Преподобный Кобб соглашается:
«Он не был улыбчивым мальчиком, и его умение одеваться оставляло желать лучшего, но у него явно имелась способность к музыке. У нас не было музыкального класса как такового, и я оказался единственным из учителей, кто играл на фортепиано. Так что я стал своего рода для него педагогом по музыке. Там, в актовом зале, Энтони, казалось, чувствовал себя в своей стихии. Были и другие ребята, которые умели играть на фортепиано, и у многих техника исполнения была лучше. Но Энтони обладал большим чутьем, чем другие. Как абсурдно это ни прозвучит, но он был у нас самым музыкальным пианистом».
Плейлист Хопкинса был показательным, как вспоминает Кобб: в атмосфере демонстрации мужественности половозрелых мальчиков он предпочитал легкие, причудливые мелодии, «квазиклассические вещи со склонностью к романтизму». Кобб также нашел примечательным, что почерк Хопкинса был необычайно уверенным и зрелым – сигнал, по его мнению, о непочатых внутренних силах. «У него были по-настоящему взрослые руки… и для молодого человека он мог быть обезоруживающе решительным. В нем крылось нечто большее, чем виделось при первой встрече. Много позже, в моей церковной практике, я изучил людей, их проблемы, жизни и был удивлен, когда тот или иной человек, так многого достигший, получал признание Церкви или рыцарство. В случае с Энтони не было ничего такого уж удивительного. Совершенно независимо от того, что мы пытались сделать для него в образовательном плане, он, скажем так, взял курс на амбициозную вершину, которую сам для себя установил. Даже тогда он был уже очень целеустремленным».
Во время учебы Хопкинс делал только то, что должен был делать и лишь для того, чтобы удовлетворить Риса и Кобба. «Он просто не был обязательным, – говорит Кобб с долей раздражения. – Мы старались занять мальчиков чтением в подготовительном классе, чтобы они не шумели. Но он не проявлял интереса к этому». Воспоминания же Хопкинса немного противоречат сказанному. Он утверждает, что, конечно, не был таким уж заядлым читателем, но ему нравились некоторые книги, в особенности русские, с которыми его познакомил дедушка Хопкинс. Например, он припоминает, что читал библиотечную книгу, которая заведомо не входила в учебную программу. Она поглотила его целиком, но не впечатлила учителей. Книгу немедленно конфисковали, что его сильно разозлило. «Я ни с кем не разговаривал – ни с учителями, ни с учениками, – девять дней. Как помню, я читал тогда „Русскую революцию“ Троцкого[25]. Я впал в немилость. Это была самая отрезвляющая вещь… но меня за нее строго наказали».
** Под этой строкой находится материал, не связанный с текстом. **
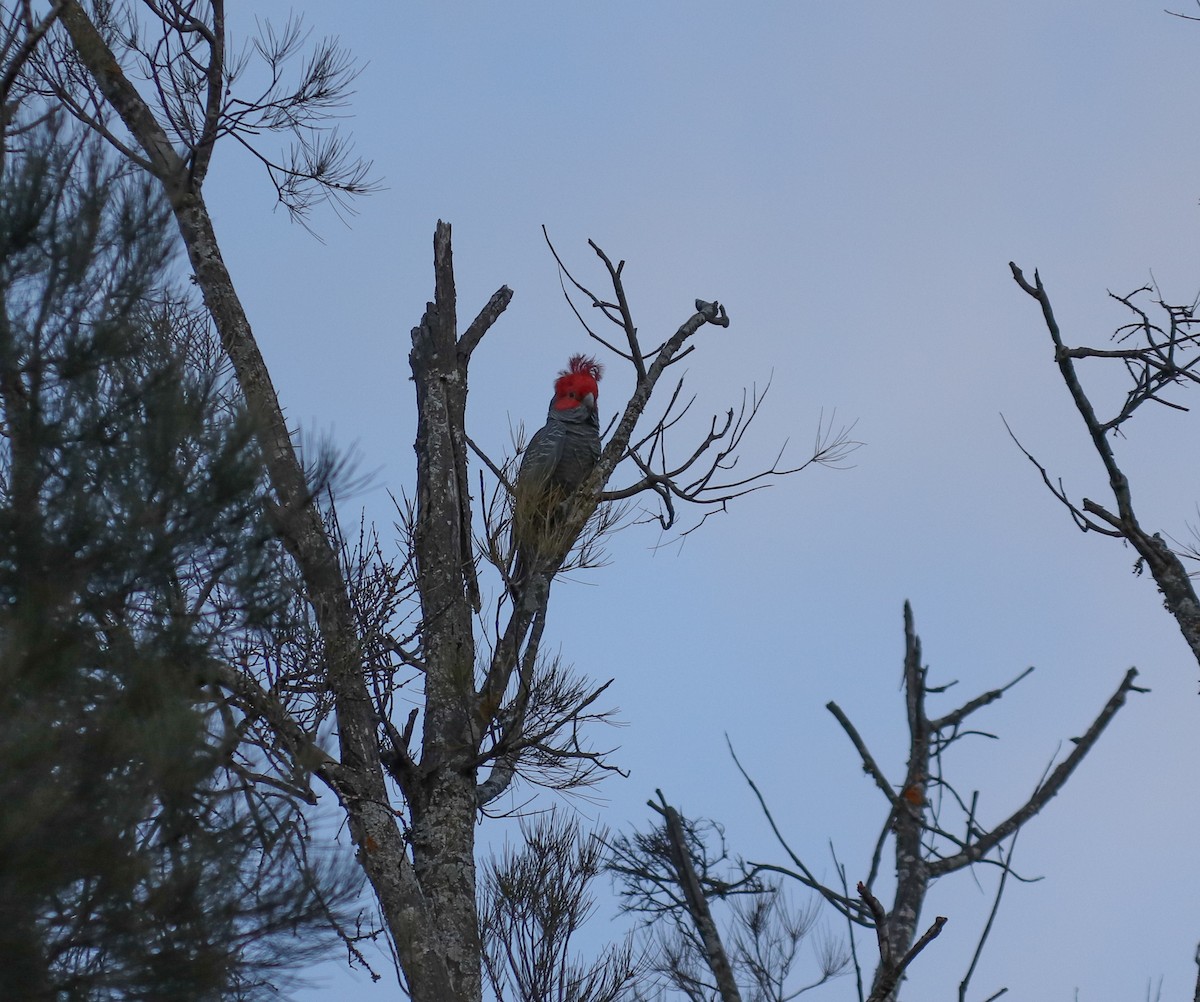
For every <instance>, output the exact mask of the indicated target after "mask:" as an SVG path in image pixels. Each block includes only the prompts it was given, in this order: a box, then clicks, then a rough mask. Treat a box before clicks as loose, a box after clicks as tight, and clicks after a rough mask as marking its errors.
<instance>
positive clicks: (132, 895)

Тайная война одиночки, которую Хопкинс тихо развернул против «Коубриджа», расстраивала всех его учителей и почти всех одноклассников. С одной стороны, он был замкнутым, почти застенчивым; с другой – невыносимо язвительным. Даже спустя 35 лет в голосе преподобного Кобба слышны нотки грусти, когда он говорит об игнорировании Хопкинсом даже самых простых удовольствий школьной жизни.